Re: [PATCH 4/7] sched/fair: Avoid unnecessary balancing of asymmetric capacity groups

From: Morten Rasmussen
Date: Fri Feb 23 2018 - 11:38:14 EST


On Tue, Feb 20, 2018 at 07:26:05PM +0100, Peter Zijlstra wrote:
> On Tue, Feb 20, 2018 at 04:33:52PM +0000, Morten Rasmussen wrote:
> > On Mon, Feb 19, 2018 at 04:10:11PM +0100, Peter Zijlstra wrote:
> > > On Thu, Feb 15, 2018 at 04:20:51PM +0000, Morten Rasmussen wrote:
> > > > +/*
> > > > + * group_similar_cpu_capacity: Returns true if the minimum capacity of the
> > > > + * compared groups differ by less than 12.5%.
> > > > + */
> > > > +static inline bool
> > > > +group_similar_cpu_capacity(struct sched_group *sg, struct sched_group *ref)
> > > > +{
> > > > + long diff = sg->sgc->min_capacity - ref->sgc->min_capacity;
> > > > + long max = max(sg->sgc->min_capacity, ref->sgc->min_capacity);
> > > > +
> > > > + return abs(diff) < max >> 3;
> > > > +}
> > >
> > > This seems a fairly random and dodgy heuristic.
> >
> > I can't deny that :-)
> >
> > We need to somehow figure out if we are doing asymmetric cpu capacity
> > balancing or normal SMP balancing. We probably don't care about
> > migrating tasks if the capacities are nearly identical. But how much is
> > 'nearly'?
> >
> > We could make it strictly equal as long as sgc->min_capacity is based on
> > capacity_orig. If we let things like rt-pressure influence
> > sgc->min_capacity, it might become a mess.
>
> See, that is the problem, I think it this min_capacity thing is
> influenced by rt-pressure and the like.
>
> See update_cpu_capacity(), min_capacity is set after we add the RT scale
> factor thingy, and then update_group_capacity() filters the min of the
> whole group. The thing only ever goes down.
>
> But this means that if a big CPU has a very high IRQ/RT load, its
> capacity will dip below that of a little core and min_capacity for the
> big group as a whole will appear smaller than that of the little group.
>
> Or am I now terminally confused again?

No, I think you are right, or I'm equally confused.

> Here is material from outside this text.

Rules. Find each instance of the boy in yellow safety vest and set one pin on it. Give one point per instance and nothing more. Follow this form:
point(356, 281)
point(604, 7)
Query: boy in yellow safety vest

I don't think we can avoid having some sort of margin to decide when
capacities are significantly different if we want to keep this patch.

Looking more into this, I realized that we do already have similar
comparison and margin in group_smaller_cpu_capacity(). So I'm going to
look using that instead if possible.

The commit message could use some clarification too as we do in fact
already use group_smaller_cpu_capacity() to bail out of pulling big
tasks from big cpus to little. However, there are cases where it is fine
to have sum_nr_running > group_weight on the big side and cases where it
is fine to have the bigs idling while the littles are lightly utilized
which should be addressed by this patch.